Tal como Out Run, aqui também não é importante chegar em primeiro, logo que se conduza rápido o suficiente. A jogabilidade arcade está aqui presente na medida em que estamos sempre a correr em contra relógio, com tempo adicional a ser-nos atribuído sempre que passamos de checkpoint e se porventura chegar a zero antes de atingir a meta, game over. Mas Out Run era uma viagem corrida, sem interrupções do início ao fim e era uma viagem não linear, onde poderíamos escolher os caminhos a prosseguir numa série de bifurcações que nos iam aparecendo. Aqui temos uma série de percursos fixos a percorrer. A liberdade de escolha está é no carro que pretendemos conduzir, seja um carro desportivo normal de estrada, ou um de fórmula 1. Não encontrei diferenças de jogabilidade entre um carro ou outro mas posso estar enganado, pois tanto um como o outro atingem os 255km/h. E em velocidades maiores, mais difícil tornam-se de controlar nas curvas, pelo que temos de conduzir sempre com o devido cuidado, até porque os carros começam muitas vezes a barrar-nos os caminhos.

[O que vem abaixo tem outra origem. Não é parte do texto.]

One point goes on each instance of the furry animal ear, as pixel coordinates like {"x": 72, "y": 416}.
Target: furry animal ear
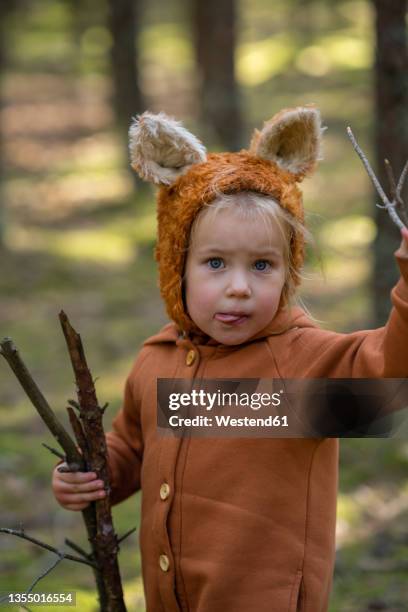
{"x": 161, "y": 149}
{"x": 292, "y": 139}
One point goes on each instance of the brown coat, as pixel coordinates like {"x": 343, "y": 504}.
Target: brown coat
{"x": 244, "y": 524}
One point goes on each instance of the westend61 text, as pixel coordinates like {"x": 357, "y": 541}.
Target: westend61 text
{"x": 206, "y": 400}
{"x": 228, "y": 421}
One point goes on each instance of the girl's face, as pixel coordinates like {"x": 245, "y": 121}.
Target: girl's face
{"x": 235, "y": 273}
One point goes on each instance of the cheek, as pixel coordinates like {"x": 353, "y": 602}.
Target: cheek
{"x": 201, "y": 294}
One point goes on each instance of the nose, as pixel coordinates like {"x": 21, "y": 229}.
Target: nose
{"x": 238, "y": 285}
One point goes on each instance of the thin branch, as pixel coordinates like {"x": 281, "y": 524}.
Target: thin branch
{"x": 54, "y": 451}
{"x": 390, "y": 206}
{"x": 77, "y": 548}
{"x": 47, "y": 571}
{"x": 367, "y": 166}
{"x": 391, "y": 178}
{"x": 22, "y": 534}
{"x": 402, "y": 179}
{"x": 78, "y": 432}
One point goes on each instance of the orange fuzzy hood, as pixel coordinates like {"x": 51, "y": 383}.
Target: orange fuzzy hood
{"x": 164, "y": 152}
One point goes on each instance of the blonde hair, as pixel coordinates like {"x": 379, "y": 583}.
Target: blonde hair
{"x": 252, "y": 205}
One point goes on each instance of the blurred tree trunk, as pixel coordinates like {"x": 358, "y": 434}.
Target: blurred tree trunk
{"x": 123, "y": 21}
{"x": 214, "y": 27}
{"x": 391, "y": 135}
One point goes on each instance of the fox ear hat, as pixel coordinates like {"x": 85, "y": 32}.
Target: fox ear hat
{"x": 163, "y": 152}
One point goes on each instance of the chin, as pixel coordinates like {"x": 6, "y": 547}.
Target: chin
{"x": 231, "y": 340}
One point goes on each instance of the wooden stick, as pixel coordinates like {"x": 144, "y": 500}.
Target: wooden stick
{"x": 389, "y": 206}
{"x": 105, "y": 544}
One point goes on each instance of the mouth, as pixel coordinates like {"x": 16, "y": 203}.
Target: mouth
{"x": 231, "y": 318}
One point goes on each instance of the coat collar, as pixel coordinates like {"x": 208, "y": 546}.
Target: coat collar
{"x": 285, "y": 320}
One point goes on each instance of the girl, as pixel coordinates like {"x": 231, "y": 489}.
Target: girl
{"x": 238, "y": 524}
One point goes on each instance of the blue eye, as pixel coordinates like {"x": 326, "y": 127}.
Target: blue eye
{"x": 261, "y": 265}
{"x": 215, "y": 263}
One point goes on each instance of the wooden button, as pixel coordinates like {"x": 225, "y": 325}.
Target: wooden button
{"x": 190, "y": 359}
{"x": 164, "y": 563}
{"x": 164, "y": 491}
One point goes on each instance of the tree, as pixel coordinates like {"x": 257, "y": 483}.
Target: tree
{"x": 391, "y": 134}
{"x": 214, "y": 29}
{"x": 123, "y": 20}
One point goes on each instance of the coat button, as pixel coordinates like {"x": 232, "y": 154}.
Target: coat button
{"x": 164, "y": 491}
{"x": 164, "y": 563}
{"x": 190, "y": 358}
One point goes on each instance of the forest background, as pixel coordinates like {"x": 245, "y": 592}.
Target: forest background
{"x": 78, "y": 230}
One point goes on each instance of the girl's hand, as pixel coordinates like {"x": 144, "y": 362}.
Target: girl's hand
{"x": 75, "y": 490}
{"x": 403, "y": 250}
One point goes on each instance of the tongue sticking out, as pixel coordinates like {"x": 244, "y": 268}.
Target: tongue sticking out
{"x": 228, "y": 318}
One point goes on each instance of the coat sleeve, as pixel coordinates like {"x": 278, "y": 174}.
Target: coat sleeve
{"x": 125, "y": 441}
{"x": 376, "y": 353}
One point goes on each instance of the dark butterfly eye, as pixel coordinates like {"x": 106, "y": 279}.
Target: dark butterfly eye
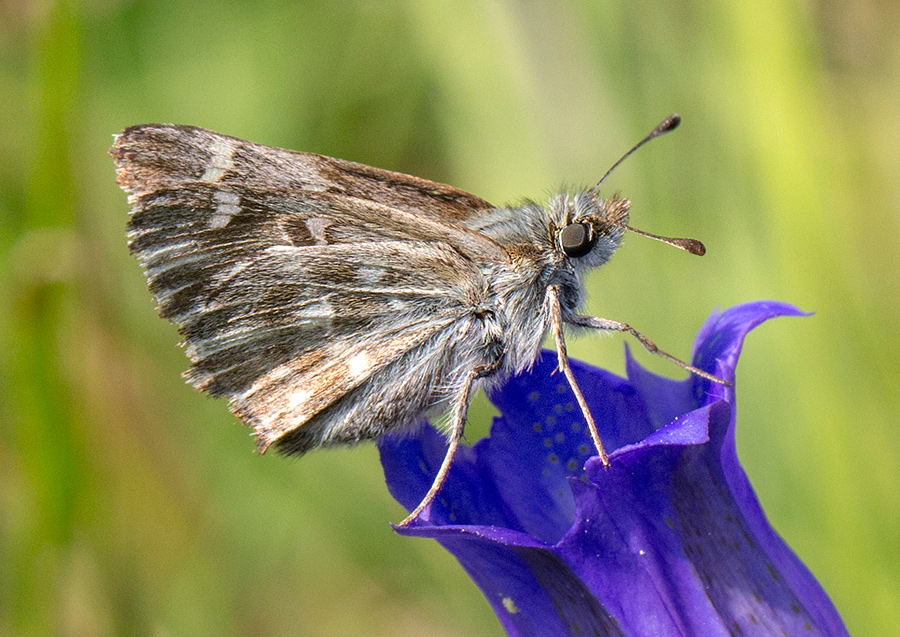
{"x": 576, "y": 239}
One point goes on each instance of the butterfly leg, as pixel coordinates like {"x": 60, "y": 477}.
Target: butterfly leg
{"x": 555, "y": 312}
{"x": 650, "y": 346}
{"x": 457, "y": 427}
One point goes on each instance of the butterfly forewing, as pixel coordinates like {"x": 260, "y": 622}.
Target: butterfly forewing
{"x": 291, "y": 298}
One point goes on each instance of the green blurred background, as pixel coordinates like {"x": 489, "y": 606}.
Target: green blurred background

Pode parecer estranho andar nas auto estradas com um carro de formula 1, mas aqui temos essa possibilidade
Pode parecer estranho andar nas auto estradas com um carro de formula 1, mas aqui temos essa possibilidade

A jogabilidade em si é bastante fluída, o que me surpreendeu bastante. Rad Racer possui uma verdadeira sensação de velocidade, e tecnicamente até me pareceu um jogo bem competente. Existe uma pequena camada de parallax scrolling e algumas transições do dia para a noite, ou de tempo solarengo para outro mais nublado. Na verdade trata-se apenas de uma mera troca de cores, mas não foram efeitos maus de todo. O que borra um pouco a pintura são as várias sprite flickerings que vemos especialmente nos carros dos nossos oponentes. Os efeitos sonoros cumprem o seu papel e as músicas são bastante cativantes, ou não fossem obras de Nobuo Uematsu, compositor bastante conhecido nos dias de hoje pelas suas contribuições na série Final Fantasy.

Rad Racer é bastante colorido e tal como Out Run, as estradas não são planas
Rad Racer é bastante colorido e tal como Out Run, as estradas não são planas

Portanto, Rad Racer até é um jogo de corridas bem competente que resiste ao teste do tempo. Mesmo hoje em dia, com a Squaresoft ser uma empresa completamente diferente daquela que era no final da década de 80 e durante todos os anos 90, seria estranho ver um jogo deste género a ser desenvolvido por eles. O suporte ao 3D é que nem testei.